There she was, the “witch” who could work against physics, who could take the iron out of someone’s blood, who could remove a brain before a birth that happened twenty-six years before she was born, was holding her enormous, black Maine Coon over her head, cooing and baby talking to him.
Well, he reasoned. It could be worse. At least there were no babies or kittens in the nearby vicinity.

Lilith left eventually, and Graverobber went back to relaxing in his chair, hat cocked on his head. He had two dice in his spindly, spider like hand, which he shook and rolled.
Snake eyes, he thought.
His gambling room was the back room of the underworld bar. “Underworld”, of course, here meaning “bar for dark creatures outside of Logic”. He could see the light from the neon sign outside the small window. From the front, it read “Blood Bathers”. From the side, it rather looked more like “|” with some funny colours coming off it.
Cracking his knuckles, he looked up as the door opened. In came a young man. He was as pale as Graverobber, but far more sullen. He had scruffy black hair and red eyes.
“Grimm.” He said, sighing. “What now?”
The vampire sat down. “New York City is rough, mate. I prefer London more. Can’t we go home?” he asked.
“You know we can’t.” He replied, recalling the whole “accidental mass murder of a bunch of demons” thing that had forced them to leave in the first place.
“How about France, Grave? French girls.”
“The Fursuit Incident hasn’t quite blown over yet.”
“Germany?”
“They’re still a bit sore about the time we spent at the cabarets.”
“Italy?”
“There is a whole family of Italian women after your head.”
“I’m screwed, aren’t I?”
“Yes, Grimmshaw. Very, very screwed.” He leaned back, stretching. “I heard you like it, though. So, what have you done?”
“Hm? Nothing. Nothing. I just, uh. Lilith’s….she’s warm, her apartment is cold, and it was snowing outside. It’s not my fault her lot took that the wrong way.”
“Are they trying to rearrange the placement of your limbs?”
“The latitude of them, I think.”
Graverobber jumped up. “Right-o, then.” He pat his friend on the back. “Let’s go get slaughtered with dignity then.”
“….again?”

“YOU THINK SO? THEN TAKE THE UNIVERSE AND GRIND IT DOWN TO THE FINEST POWDER, AND SIEVE IT THROUGH THE FINEST SIEVE AND THEN SHOW ME ONE ATOM OF JUSTICE, ONE MOLECULE OF MERCY. AND YET, YOU TRY TO ACT AS IF THERE IS SOME IDEAL ORDER IN THE WORLD. AS IF THERE IS SOME … SOME RIGHTNESS IN THE UNIVERSE BY WHICH IT MAY BE JUDGED.” -Death, from Terry Pratchett’s Hogfather.

3 comments:

SarahWalrus said...

Your a mind reader! xD

Kitty Lovett; The Unadulterated Cat said...

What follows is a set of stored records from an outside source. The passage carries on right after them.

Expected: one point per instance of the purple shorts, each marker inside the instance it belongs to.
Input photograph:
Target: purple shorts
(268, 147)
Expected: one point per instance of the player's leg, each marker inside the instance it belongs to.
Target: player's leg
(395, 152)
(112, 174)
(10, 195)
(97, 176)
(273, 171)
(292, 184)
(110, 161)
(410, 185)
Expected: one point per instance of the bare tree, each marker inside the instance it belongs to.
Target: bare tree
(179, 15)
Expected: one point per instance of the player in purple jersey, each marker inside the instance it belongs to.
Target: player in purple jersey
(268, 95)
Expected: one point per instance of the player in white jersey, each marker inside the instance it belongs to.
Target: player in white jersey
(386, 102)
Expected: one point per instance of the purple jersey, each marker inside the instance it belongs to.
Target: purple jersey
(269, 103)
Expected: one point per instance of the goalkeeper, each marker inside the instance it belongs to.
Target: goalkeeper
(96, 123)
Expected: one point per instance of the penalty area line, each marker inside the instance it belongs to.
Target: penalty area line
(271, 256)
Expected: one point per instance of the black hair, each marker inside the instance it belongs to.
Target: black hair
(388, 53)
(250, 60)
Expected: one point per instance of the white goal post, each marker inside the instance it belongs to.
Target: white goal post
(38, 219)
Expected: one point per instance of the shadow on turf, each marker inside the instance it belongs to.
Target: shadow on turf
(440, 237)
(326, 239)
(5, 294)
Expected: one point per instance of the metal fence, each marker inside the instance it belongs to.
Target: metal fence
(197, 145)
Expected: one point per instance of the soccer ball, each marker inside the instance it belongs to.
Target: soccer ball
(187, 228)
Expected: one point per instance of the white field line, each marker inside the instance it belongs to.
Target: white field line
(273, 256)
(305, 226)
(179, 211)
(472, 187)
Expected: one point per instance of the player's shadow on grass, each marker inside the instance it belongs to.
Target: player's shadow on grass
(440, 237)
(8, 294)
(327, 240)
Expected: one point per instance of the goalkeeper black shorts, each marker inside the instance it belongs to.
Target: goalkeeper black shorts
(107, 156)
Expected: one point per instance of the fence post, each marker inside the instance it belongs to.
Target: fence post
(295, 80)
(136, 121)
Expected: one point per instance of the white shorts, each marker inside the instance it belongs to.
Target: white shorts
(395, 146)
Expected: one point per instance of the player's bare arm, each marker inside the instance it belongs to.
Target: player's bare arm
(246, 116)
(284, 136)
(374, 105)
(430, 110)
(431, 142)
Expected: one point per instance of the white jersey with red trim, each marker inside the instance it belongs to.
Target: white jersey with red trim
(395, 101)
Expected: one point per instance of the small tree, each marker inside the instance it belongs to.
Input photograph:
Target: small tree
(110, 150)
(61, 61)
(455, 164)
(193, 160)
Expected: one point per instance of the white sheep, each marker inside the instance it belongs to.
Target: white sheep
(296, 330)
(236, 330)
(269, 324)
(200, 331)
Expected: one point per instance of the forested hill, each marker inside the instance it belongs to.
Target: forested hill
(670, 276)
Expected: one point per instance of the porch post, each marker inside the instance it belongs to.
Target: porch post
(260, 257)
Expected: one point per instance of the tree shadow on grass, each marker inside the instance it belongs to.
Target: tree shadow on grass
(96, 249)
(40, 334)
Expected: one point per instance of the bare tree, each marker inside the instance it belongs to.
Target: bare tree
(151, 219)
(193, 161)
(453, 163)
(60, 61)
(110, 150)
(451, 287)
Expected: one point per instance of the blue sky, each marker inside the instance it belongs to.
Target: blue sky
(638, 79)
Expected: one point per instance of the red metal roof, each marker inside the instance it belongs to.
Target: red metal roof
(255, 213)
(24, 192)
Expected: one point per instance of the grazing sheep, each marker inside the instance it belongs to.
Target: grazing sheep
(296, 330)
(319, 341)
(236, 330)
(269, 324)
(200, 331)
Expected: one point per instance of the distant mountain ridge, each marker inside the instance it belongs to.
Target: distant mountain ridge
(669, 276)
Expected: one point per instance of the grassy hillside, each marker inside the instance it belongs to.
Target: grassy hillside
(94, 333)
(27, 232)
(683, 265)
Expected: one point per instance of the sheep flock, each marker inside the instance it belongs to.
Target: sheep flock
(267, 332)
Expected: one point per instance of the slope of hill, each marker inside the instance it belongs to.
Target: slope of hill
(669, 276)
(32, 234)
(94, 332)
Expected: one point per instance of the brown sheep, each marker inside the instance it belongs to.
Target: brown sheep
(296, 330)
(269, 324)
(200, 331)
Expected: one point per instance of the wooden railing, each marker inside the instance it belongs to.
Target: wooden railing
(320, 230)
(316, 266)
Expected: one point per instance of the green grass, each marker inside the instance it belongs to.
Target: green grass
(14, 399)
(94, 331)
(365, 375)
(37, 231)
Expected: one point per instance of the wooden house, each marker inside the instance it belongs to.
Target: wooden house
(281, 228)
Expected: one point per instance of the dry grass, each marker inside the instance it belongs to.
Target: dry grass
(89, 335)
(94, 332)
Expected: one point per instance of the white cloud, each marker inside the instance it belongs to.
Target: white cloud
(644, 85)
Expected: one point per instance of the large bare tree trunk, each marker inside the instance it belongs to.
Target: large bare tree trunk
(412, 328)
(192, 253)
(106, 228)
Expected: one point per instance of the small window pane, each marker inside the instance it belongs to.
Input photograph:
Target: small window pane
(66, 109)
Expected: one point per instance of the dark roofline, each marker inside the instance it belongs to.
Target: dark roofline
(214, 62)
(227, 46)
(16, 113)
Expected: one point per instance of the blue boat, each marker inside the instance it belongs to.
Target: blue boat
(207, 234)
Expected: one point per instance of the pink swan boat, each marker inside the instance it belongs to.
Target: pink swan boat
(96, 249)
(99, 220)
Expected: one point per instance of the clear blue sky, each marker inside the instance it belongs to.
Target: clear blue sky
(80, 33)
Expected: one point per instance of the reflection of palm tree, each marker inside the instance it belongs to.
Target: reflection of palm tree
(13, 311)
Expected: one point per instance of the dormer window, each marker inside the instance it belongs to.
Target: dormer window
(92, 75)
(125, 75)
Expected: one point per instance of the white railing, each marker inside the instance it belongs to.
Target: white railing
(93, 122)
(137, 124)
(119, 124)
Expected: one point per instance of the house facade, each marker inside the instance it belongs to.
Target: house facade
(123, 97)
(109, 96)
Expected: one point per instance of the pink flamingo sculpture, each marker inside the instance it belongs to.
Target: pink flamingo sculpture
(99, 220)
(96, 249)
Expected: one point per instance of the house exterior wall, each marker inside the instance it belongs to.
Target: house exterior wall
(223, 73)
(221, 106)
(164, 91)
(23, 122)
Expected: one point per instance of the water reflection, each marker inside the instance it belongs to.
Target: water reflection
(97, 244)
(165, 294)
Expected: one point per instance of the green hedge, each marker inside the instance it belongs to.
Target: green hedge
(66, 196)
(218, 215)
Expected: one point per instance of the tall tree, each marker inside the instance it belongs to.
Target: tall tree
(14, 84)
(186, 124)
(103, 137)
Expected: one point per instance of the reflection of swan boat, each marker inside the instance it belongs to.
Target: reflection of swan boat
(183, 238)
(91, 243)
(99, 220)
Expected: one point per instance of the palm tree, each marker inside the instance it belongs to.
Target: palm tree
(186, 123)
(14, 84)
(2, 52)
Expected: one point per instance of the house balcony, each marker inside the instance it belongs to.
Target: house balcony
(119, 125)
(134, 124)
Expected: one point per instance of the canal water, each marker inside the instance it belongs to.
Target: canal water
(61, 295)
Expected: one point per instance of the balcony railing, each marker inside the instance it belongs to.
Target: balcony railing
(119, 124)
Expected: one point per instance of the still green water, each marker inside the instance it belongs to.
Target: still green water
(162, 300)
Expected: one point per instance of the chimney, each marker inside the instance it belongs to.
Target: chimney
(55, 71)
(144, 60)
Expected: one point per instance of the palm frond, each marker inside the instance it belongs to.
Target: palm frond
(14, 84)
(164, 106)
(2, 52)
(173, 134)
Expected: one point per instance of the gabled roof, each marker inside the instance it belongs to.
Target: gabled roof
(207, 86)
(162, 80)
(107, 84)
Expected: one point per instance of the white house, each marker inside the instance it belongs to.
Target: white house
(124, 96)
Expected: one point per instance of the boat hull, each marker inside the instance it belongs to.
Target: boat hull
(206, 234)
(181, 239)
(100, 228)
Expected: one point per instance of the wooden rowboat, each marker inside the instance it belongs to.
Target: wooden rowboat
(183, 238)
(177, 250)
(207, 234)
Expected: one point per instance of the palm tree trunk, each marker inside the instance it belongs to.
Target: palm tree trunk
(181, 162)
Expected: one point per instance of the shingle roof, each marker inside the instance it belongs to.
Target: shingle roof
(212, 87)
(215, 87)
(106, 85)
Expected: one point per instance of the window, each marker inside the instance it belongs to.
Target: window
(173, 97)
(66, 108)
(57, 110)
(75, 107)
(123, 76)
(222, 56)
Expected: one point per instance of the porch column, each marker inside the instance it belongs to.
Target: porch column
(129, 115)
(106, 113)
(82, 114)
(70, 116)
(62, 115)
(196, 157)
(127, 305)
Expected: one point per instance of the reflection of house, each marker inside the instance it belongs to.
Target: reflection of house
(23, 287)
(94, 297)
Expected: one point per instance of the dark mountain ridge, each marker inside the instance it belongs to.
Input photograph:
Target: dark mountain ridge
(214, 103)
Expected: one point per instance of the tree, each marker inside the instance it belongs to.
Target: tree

XD I just hope you enjoyed it. And of course I am. I am a cat. I'm reading your mind right now. You want to rub my tummy. You want to rub my tummyyyyy.

KingHarlequin88 said...

Brilliant stuff. I'm fond of the self-mocking style, and the peculiar mix of sci-fi terminology in a supernatural themed post is most delicious.

I don't suppose there's anymore morsels like these simmering around here?